Fetch locations of bundles.

Query parameters: - uuids: List of bundle UUID's to get the locations for

`GET /bundles/<bundle_uuid:re:0x[0-9a-f]{32}>/locations/`¶

Returns a list of BundleLocations associated with the given bundle.

Query parameters: - bundle_uuid: Bundle UUID to get the locations for

`POST /bundles/<bundle_uuid:re:0x[0-9a-f]{32}>/locations/`¶

Adds a new BundleLocation to a bundle. If need to generate sas token, generate Azure SAS token and connection string. Request body must contain the fields in BundleLocationSchema.

Query parameters: - need_bypass: (Optional) Bool. If true, if will return SAS token (for Azure) or signed url (for GCS) to bypass server upload. - is_dir: (Optional) Bool. Whether the uploaded file is directory.

`GET /bundles/<bundle_uuid:re:%s>/locations/<bundle_store_uuid:re:%s>/`¶

Get info about a specific BundleLocation.

Query parameters: - bundle_uuid: Bundle UUID to get the location for - bundle_store_uuid: Bundle Store UUID to get the location for

`POST /bundles/<bundle_uuid:re:0x[0-9a-f]{32}>/state`¶

Updates a bundle state. Used to finalize a bundle's upload status after it is uploaded by the client directly to the bundle store, such as uploading to blob storage and bypassing the server.

Query parameters: - success: The state of upload. - state_on_success: (Optional) String. New bundle state if success - state_on_failure: (Optional) String. Bundle UUID corresponding to the new location - error_msg: (Optional) String. Error message if upload fails.
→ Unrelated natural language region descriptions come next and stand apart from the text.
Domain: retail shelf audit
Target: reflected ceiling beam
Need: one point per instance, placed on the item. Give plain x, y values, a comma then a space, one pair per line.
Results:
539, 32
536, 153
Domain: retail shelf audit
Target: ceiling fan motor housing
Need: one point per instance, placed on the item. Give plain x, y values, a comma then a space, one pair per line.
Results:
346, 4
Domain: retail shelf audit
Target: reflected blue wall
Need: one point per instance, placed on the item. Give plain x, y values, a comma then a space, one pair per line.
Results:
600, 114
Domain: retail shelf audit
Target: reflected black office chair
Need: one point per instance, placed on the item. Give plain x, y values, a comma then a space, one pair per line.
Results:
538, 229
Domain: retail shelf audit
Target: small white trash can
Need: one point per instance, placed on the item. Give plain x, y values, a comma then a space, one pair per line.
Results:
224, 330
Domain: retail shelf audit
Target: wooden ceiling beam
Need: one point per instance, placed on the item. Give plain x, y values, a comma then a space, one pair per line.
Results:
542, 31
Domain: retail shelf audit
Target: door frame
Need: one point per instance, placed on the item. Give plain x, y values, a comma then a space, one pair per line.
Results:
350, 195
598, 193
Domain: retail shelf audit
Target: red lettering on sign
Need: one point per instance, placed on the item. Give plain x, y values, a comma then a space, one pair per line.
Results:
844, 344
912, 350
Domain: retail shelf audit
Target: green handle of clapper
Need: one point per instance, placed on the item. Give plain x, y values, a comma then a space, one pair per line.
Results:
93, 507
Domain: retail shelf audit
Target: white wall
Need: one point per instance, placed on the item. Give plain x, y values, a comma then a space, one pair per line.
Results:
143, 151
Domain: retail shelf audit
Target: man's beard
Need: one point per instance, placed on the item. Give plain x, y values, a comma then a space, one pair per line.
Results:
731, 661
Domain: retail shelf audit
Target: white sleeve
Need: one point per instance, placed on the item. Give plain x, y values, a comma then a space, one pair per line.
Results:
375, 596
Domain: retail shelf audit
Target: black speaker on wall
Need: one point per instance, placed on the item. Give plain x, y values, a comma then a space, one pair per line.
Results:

`GET /bundles/<uuid:re:0x[0-9a-f]{32}>/contents/info/<path:path>`¶

Fetch metadata of the bundle contents or a subpath within the bundle.

Query parameters: - depth: recursively fetch subdirectory info up to this depth. Default is 0.

Response format:

{
  "data": {
      "name": "<name of file or directory>",
      "link": "<string representing target if file is a symbolic link>",
      "type": "<file|directory|link>",
      "size": <size of file in bytes>,
      "perm": <unix permission integer>,
      "contents": [
          {
            "name": ...,
            <each file of directory represented recursively with the same schema>
          },
          ...
      ]
  }
}

`GET /bundles/<uuid:re:0x[0-9a-f]{32}>/contents/info/`¶

Fetch metadata of the bundle contents or a subpath within the bundle.

Query parameters: - depth: recursively fetch subdirectory info up to this depth. Default is 0.

Response format:

{
  "data": {
      "name": "<name of file or directory>",
      "link": "<string representing target if file is a symbolic link>",
      "type": "<file|directory|link>",
      "size": <size of file in bytes>,
      "perm": <unix permission integer>,
      "contents": [
          {
            "name": ...,
            <each file of directory represented recursively with the same schema>
          },
          ...
      ]
  }
}

`PATCH /bundles/<uuid:re:0x[0-9a-f]{32}>/contents/filesize/`¶

This function is used to fix the file size field in the index.sqlite file. This only allows user to increase the file size for a single file.

`PUT /bundles/<uuid:re:0x[0-9a-f]{32}>/netcat/<port:int>/`¶

Send a raw bytestring into the specified port of the running bundle with uuid. Return the response from this bundle.